Flowers bloom, buds burst, plump seeds
prepare to fly. Grasshoppers hop;
butterflies float from blossom to blossom.
The leaves on the trees are washed and shining.
And across the creek tilled fields
sprout emerald rows of corn and beans.

You can’t stay long, of course. Already clouds
are gathering for another blow. And besides,
you’re soaked up to your knees. But still,
you’ve seen the rain’s work and it’s good,
and your mouth tastes of fresh sunshine.

Variations

A forest of ferns stretches deep into the woods
past the birches with their white, papery bark, and the others,
familiar, yet not the same. It’s the ferns that draw my attention
with their height and their strong, straight fronds,
so different from the soft, lacy ones that cover the hill
to the south of my home, yet dancing into the forest
in the same way. And the forest is different, too, the trees
here cousins to those outside my door and growing
on flat land, not climbing the slope of a hill. It ‘s as if
the earth suddenly changed clothes just to delight
in the differences and to celebrate the theme.

A Little Patch of Smiles

The gardens sing a different song each day.
I tiptoe out to see them in the morning as if I’m sneaking
down the stairs on Christmas Day, eager to see
what surprises arrived in the night, never doubting
that surprises would have, indeed, appeared.
I take it as a fact, like the sun’s floating up right over
that hill, right there, still earlier every morning.
Sometimes the surprises stop me in my tracks,
make me suck in a lung full of air and hold it
as I stare, wide-eyed, at some new wonder.
This week, for instance, the blue ruffled irises got me.
But look here, at today’s gift, a scattering of polka dots
that make it impossible for me not to laugh. I stop
and thank them for being such a happy patch of smiles.

Lessons from the Weeds

I’ve been enjoying my gardens this week. Because I live surrounded by woods, I lack the sunshine to grow anything that requires more than an hour or two of sun. But the shade-lovers I have, and a few precious flowers, are doing splendidly. So are the so-called weeds that grow among them, the wild ones who traveled up from the meadow below or ambled down from the wooded hillsides that surround me. The raspberries, the phlox, the chamomile, the yarrow and forget-me-nots and buttercups and ferns.

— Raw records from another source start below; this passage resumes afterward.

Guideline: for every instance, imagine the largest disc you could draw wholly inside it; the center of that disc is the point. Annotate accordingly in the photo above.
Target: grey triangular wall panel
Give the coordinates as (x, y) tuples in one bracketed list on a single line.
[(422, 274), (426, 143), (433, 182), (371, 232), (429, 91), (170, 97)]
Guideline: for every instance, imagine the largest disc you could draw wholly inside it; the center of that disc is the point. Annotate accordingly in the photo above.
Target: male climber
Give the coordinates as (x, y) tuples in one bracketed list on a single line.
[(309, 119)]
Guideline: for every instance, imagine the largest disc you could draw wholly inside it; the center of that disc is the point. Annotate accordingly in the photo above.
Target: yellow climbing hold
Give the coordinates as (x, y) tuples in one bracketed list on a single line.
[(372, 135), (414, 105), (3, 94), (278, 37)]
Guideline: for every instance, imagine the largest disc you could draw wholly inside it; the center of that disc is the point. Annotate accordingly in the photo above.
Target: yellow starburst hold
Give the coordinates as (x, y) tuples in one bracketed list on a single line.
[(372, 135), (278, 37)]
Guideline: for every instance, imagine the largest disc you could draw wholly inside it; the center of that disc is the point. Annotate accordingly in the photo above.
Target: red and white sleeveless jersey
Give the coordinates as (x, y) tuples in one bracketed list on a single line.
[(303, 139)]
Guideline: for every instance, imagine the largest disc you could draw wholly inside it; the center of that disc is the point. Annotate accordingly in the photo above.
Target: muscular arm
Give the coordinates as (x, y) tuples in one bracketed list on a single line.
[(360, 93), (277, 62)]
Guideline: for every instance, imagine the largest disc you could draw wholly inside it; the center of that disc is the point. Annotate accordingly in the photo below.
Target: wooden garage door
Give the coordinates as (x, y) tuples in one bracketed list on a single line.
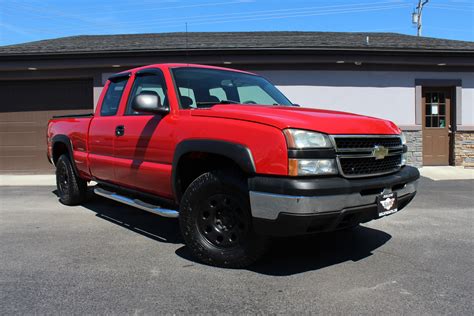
[(25, 108)]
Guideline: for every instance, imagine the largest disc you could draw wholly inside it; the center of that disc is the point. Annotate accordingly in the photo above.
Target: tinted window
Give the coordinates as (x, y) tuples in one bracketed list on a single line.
[(202, 87), (112, 97), (147, 82)]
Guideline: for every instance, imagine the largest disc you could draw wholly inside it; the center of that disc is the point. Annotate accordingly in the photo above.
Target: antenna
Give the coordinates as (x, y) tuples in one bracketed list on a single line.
[(186, 42), (416, 16)]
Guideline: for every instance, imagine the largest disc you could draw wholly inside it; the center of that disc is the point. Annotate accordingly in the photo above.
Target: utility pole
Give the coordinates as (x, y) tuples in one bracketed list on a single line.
[(416, 16)]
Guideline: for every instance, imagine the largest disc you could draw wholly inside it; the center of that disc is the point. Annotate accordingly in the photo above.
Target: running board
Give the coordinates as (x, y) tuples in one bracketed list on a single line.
[(136, 203)]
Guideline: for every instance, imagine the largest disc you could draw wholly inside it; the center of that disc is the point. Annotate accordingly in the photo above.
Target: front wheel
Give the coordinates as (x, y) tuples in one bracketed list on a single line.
[(216, 222), (72, 190)]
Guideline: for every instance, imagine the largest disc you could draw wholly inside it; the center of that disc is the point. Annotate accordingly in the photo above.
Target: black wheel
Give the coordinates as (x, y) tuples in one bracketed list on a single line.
[(72, 190), (216, 222)]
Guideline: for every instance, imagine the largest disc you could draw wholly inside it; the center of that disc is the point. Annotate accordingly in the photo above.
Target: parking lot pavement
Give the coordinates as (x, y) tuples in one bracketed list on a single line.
[(104, 257)]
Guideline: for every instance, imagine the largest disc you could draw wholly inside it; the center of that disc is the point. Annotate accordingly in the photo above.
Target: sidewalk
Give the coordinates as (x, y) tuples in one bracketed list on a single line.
[(433, 173), (447, 173)]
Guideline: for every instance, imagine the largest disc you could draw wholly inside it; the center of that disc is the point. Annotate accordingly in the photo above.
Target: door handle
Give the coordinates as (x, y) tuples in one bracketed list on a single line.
[(120, 130)]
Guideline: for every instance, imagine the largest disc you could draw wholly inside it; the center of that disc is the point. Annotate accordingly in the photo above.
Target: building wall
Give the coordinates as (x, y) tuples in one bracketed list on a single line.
[(386, 94)]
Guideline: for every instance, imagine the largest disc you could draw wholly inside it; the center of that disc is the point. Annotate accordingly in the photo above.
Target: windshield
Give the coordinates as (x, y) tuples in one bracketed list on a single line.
[(203, 87)]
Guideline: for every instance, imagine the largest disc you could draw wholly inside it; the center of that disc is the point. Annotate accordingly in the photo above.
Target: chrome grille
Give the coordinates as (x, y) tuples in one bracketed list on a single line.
[(355, 155), (369, 142)]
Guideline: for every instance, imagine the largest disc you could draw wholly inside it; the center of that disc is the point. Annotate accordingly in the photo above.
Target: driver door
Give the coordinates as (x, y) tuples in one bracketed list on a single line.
[(140, 151)]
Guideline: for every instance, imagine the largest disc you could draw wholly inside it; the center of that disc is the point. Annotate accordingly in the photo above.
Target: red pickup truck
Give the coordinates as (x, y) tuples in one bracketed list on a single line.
[(232, 157)]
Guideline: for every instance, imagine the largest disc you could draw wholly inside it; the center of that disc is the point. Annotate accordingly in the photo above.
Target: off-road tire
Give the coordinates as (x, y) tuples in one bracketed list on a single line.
[(72, 190), (223, 197)]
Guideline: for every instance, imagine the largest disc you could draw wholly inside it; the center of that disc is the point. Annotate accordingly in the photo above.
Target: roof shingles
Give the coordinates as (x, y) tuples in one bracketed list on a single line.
[(235, 40)]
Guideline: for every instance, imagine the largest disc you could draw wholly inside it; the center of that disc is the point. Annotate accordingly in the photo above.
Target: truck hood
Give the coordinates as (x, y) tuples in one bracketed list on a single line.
[(325, 121)]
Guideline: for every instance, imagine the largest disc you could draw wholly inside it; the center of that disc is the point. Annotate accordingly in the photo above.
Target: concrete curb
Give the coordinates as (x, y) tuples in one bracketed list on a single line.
[(28, 180)]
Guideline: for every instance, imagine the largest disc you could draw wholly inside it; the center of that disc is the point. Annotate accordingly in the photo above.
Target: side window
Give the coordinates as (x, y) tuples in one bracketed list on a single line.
[(188, 100), (147, 82), (112, 97), (254, 94), (218, 93)]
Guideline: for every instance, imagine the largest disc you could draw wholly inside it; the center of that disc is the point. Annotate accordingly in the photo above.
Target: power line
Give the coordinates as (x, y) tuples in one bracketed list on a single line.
[(416, 16)]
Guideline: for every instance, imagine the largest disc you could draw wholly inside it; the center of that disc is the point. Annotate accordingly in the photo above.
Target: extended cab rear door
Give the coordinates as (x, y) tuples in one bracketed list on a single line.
[(103, 129)]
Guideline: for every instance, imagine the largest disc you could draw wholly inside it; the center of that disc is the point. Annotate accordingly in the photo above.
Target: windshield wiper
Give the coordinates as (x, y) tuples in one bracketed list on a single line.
[(219, 102)]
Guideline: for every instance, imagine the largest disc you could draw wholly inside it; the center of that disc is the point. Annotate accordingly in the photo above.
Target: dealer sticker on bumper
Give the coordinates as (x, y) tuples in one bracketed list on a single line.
[(387, 204)]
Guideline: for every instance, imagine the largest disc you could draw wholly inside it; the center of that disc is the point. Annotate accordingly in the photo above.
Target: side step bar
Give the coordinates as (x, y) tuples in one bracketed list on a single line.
[(136, 203)]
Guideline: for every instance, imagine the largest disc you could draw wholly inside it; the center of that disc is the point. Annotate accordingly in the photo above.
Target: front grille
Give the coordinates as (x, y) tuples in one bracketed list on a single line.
[(368, 142), (369, 166), (356, 157)]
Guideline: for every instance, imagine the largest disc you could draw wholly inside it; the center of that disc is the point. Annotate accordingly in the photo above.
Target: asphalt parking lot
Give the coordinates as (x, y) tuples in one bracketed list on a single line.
[(104, 257)]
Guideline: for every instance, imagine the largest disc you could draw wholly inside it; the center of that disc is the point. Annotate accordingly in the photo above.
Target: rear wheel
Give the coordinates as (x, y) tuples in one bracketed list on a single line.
[(216, 221), (72, 190)]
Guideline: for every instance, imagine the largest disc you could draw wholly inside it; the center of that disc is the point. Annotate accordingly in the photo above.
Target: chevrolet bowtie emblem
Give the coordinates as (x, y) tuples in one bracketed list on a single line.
[(379, 152)]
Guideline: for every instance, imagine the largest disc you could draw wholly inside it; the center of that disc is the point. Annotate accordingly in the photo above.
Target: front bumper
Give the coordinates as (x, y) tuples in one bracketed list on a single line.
[(289, 206)]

I have to admit it; I love weeds. Without any help from human hands, they do pretty doggone well. And personally, I confess that when I watch them grow, I think they have more fun than their cultivated cousins.

They seem freer somehow, less constrained. And let’s face it; they’re definitely hardier.

I think when nobody’s around they laugh. I think they just plain like what they are, that they don’t take themselves too seriously.

They grow lightly, with no silly need to be something special. They just pop out their leaves and buds and flowers and berries according to whatever pattern nature provides, schmoozing with their neighbors, making the best of whatever resources happen to be at hand.

And somehow it all turns out beautifully.

There’s a lesson there, I think. Maybe it’s that we ought to be more careful what we label a “weed.” Maybe it’s that you don’t have to be all fancy in order to please. Maybe it’s that old advice to bloom where we are planted – and to do it with abandon and joy. I don’t know. I just know that they delight my eye and make me smile. And these days anything in this world that can do that is just fine with me.

Have yourself a happy little week. I hope you happen on a weed or two, and that it makes you smile.